Regia di Francesco Maselli vedi scheda film
Sarà stato faticoso per la Kinski recitare in questo psicodramma, non ne dubito, ma lo è anche per lo spettatore guardarselo.
Francesco Maselli gira un film ambizioso e coraggioso, dove delle due caratteristiche la migliore è la seconda, ma rimane lontano dal raggiungere un risultato accettabile.
Che il film sia tutto ambientato in una camera d'albergo non è un errore di per sé, perché diversi registi hanno raggiunto risultati stupefacenti pur rimanendo confinati in spazi minimi. Allora, però, ci devono essere dialoghi ben scritti e personaggi interessanti, definiti in modo approfondito. Questo, però manca del tutto. Almeno, quindi, si dovrebbe chiedere atmosfera e tensione, o al limite lirismo. Ma neppure di questo c'è traccia.
Ciò che rimane, pertanto, non è molto: Nastassja Kinski (inquadrata, però, non molto e non bene), che allora era la bella del cinema europeo; e poi il nostrano Massimo d'Apporto, altrove attore capace, ma qui castigato nella parte del bel professionista, oscuro e conturbante.

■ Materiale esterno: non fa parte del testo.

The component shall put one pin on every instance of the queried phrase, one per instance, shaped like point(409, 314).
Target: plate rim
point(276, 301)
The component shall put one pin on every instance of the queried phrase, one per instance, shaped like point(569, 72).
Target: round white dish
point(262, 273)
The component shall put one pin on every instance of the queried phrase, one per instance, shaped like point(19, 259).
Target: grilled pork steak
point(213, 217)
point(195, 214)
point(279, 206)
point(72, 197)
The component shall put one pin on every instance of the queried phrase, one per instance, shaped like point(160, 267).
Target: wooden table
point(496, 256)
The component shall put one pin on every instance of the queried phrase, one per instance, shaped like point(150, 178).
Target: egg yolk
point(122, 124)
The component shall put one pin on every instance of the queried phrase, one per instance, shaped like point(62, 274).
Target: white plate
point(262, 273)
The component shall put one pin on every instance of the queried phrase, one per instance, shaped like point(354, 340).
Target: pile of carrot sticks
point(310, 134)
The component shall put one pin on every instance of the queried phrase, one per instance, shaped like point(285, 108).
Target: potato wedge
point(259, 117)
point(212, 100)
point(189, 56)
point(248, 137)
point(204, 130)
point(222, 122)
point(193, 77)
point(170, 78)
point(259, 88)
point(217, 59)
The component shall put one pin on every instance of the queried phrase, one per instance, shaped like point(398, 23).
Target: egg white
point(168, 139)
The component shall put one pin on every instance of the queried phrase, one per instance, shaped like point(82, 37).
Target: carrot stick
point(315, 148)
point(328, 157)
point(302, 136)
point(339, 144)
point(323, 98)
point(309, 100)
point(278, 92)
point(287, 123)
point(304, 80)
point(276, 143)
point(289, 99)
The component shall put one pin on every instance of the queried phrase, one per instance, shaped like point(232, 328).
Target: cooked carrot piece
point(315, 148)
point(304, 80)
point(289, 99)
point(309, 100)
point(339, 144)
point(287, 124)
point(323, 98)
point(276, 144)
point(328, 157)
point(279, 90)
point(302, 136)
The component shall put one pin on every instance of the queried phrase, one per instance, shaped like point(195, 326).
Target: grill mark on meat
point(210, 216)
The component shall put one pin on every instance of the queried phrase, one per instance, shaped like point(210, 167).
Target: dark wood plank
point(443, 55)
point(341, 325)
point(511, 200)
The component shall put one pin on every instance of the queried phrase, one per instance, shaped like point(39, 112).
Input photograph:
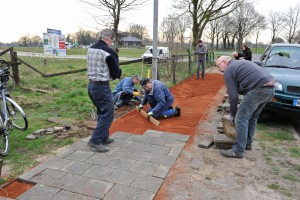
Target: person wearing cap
point(257, 86)
point(159, 98)
point(246, 53)
point(201, 51)
point(103, 67)
point(125, 91)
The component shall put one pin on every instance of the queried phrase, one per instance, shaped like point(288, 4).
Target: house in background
point(130, 41)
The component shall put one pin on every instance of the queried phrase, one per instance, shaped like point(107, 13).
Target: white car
point(162, 53)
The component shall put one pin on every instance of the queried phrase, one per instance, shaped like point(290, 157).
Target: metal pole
point(155, 25)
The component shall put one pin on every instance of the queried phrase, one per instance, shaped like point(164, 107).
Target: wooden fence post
point(15, 67)
point(174, 69)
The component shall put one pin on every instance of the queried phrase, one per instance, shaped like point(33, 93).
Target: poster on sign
point(54, 43)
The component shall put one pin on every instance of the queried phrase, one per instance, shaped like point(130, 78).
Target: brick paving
point(134, 168)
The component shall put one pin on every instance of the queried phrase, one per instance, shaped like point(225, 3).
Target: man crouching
point(160, 99)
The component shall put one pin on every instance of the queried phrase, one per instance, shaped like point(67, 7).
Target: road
point(31, 54)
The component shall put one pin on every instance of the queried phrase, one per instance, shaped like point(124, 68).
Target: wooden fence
point(172, 63)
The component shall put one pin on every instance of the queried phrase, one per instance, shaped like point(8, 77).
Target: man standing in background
point(201, 51)
point(103, 66)
point(125, 91)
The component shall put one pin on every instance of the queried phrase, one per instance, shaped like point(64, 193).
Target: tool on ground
point(144, 114)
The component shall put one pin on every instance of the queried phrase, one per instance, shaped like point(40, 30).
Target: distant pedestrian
point(159, 98)
point(201, 51)
point(103, 66)
point(257, 86)
point(246, 53)
point(125, 91)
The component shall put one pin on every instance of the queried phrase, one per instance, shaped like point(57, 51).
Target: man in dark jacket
point(257, 86)
point(103, 66)
point(246, 53)
point(159, 98)
point(125, 91)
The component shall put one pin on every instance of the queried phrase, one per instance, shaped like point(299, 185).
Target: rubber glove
point(149, 115)
point(135, 94)
point(140, 107)
point(231, 119)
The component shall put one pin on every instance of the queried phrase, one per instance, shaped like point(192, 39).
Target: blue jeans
point(102, 98)
point(203, 62)
point(120, 102)
point(166, 112)
point(246, 118)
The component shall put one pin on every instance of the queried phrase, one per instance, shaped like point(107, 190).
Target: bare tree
point(227, 31)
point(292, 22)
point(36, 40)
point(203, 11)
point(169, 28)
point(111, 12)
point(84, 37)
point(245, 20)
point(214, 32)
point(275, 20)
point(25, 41)
point(260, 26)
point(184, 23)
point(138, 30)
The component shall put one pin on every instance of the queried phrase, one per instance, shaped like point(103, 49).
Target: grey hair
point(136, 77)
point(105, 34)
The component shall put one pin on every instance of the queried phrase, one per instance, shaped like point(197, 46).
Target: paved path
point(134, 168)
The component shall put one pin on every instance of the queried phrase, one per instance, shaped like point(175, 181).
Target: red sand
point(14, 189)
point(193, 96)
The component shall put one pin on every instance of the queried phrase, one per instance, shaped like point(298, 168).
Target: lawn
point(66, 98)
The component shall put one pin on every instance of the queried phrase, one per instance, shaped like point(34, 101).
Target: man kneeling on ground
point(160, 99)
point(125, 91)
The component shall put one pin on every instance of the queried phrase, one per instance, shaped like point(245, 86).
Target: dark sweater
point(241, 76)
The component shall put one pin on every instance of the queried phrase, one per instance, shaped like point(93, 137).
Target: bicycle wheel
point(10, 85)
point(16, 115)
point(3, 137)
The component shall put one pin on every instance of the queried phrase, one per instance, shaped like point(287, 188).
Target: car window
point(285, 56)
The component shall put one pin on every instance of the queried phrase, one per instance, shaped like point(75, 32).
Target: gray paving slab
point(76, 167)
point(121, 143)
point(79, 155)
point(163, 160)
point(29, 174)
point(121, 163)
point(148, 183)
point(161, 171)
point(121, 135)
point(96, 188)
point(47, 177)
point(71, 182)
point(122, 192)
point(134, 168)
point(146, 195)
point(39, 192)
point(122, 177)
point(98, 172)
point(56, 163)
point(100, 159)
point(66, 195)
point(142, 167)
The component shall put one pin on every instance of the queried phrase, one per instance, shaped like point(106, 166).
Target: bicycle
point(10, 85)
point(9, 108)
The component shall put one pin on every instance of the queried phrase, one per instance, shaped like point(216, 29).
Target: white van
point(162, 53)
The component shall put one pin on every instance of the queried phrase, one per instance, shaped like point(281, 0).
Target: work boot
point(177, 111)
point(230, 154)
point(108, 141)
point(116, 107)
point(98, 147)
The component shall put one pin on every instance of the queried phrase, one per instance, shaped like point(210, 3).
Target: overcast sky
point(21, 17)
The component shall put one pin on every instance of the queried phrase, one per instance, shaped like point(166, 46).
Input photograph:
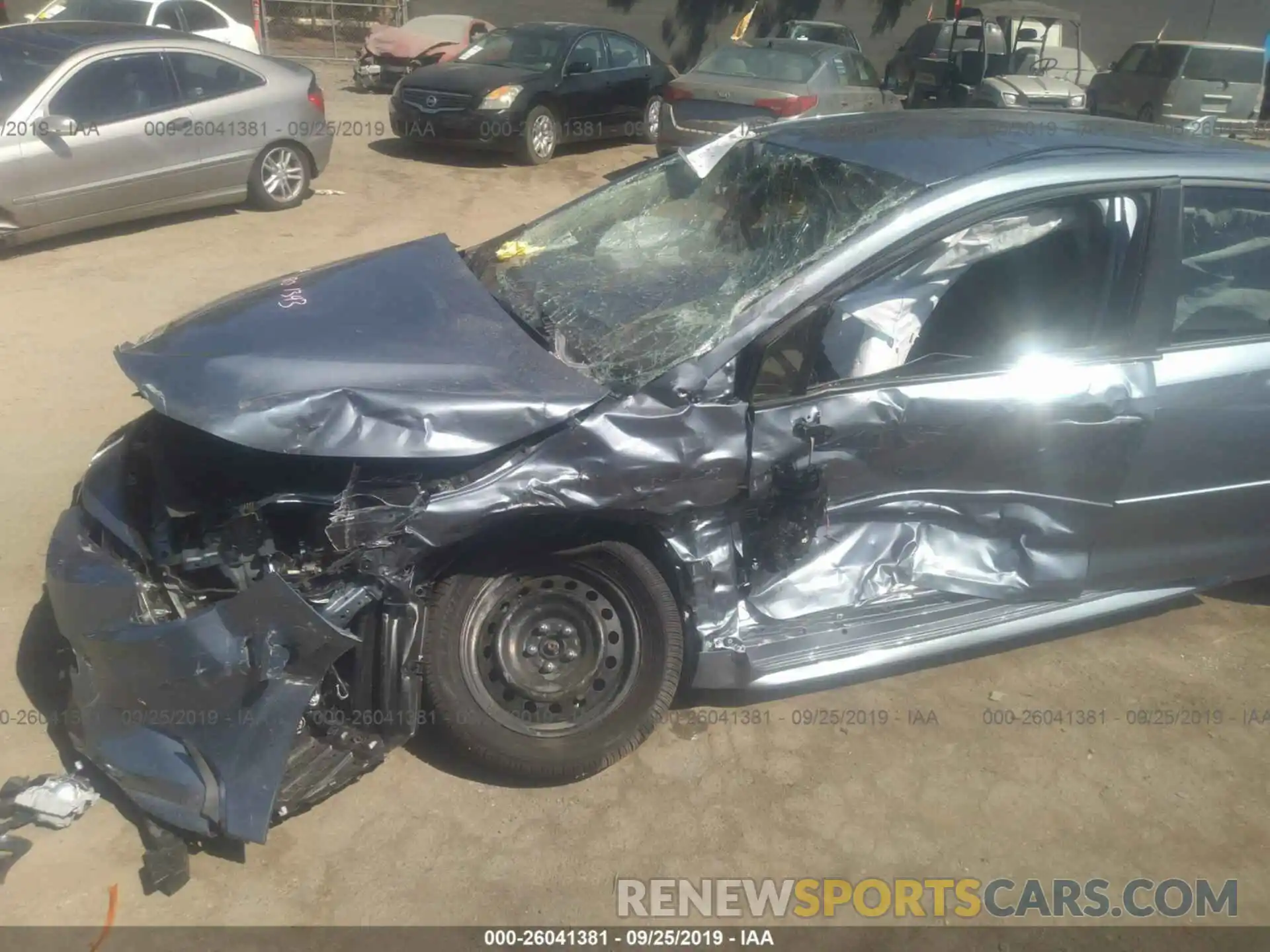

Maselli cerca di delineare un rapporto amoroso determinato dall'impulsività e dalla libertà totale dell'istante. Ma le venti o trenta brioche ordinate in camera, le scenate sopra le righe di lui, il sesso fatto quasi del tutto vestiti perché si ha fretta rimangono tentativi non ben piazzati di dipingere un tale rapporto. E poi, francamente, la sequenza del miele nell'ombelico della Kinski potrebbe essere inserita negli annali del falso erotismo.
Di Maselli ricordo il bel “I delfini”, suo esordio, ma qui si rimane molto più in basso di quel corale ritratto sociale. L'autore (anche sceneggiatore) avrebbe dovuto chiedersi “Come mi sono riusciti questi dialoghi? - Mica tanto bene. Meglio chiamare qualcuno che sappia scrivere in modo decente”. E allora, forse, avremmo avuto un bel dramma amoroso nel chiuso di una squallida camera d'albergo.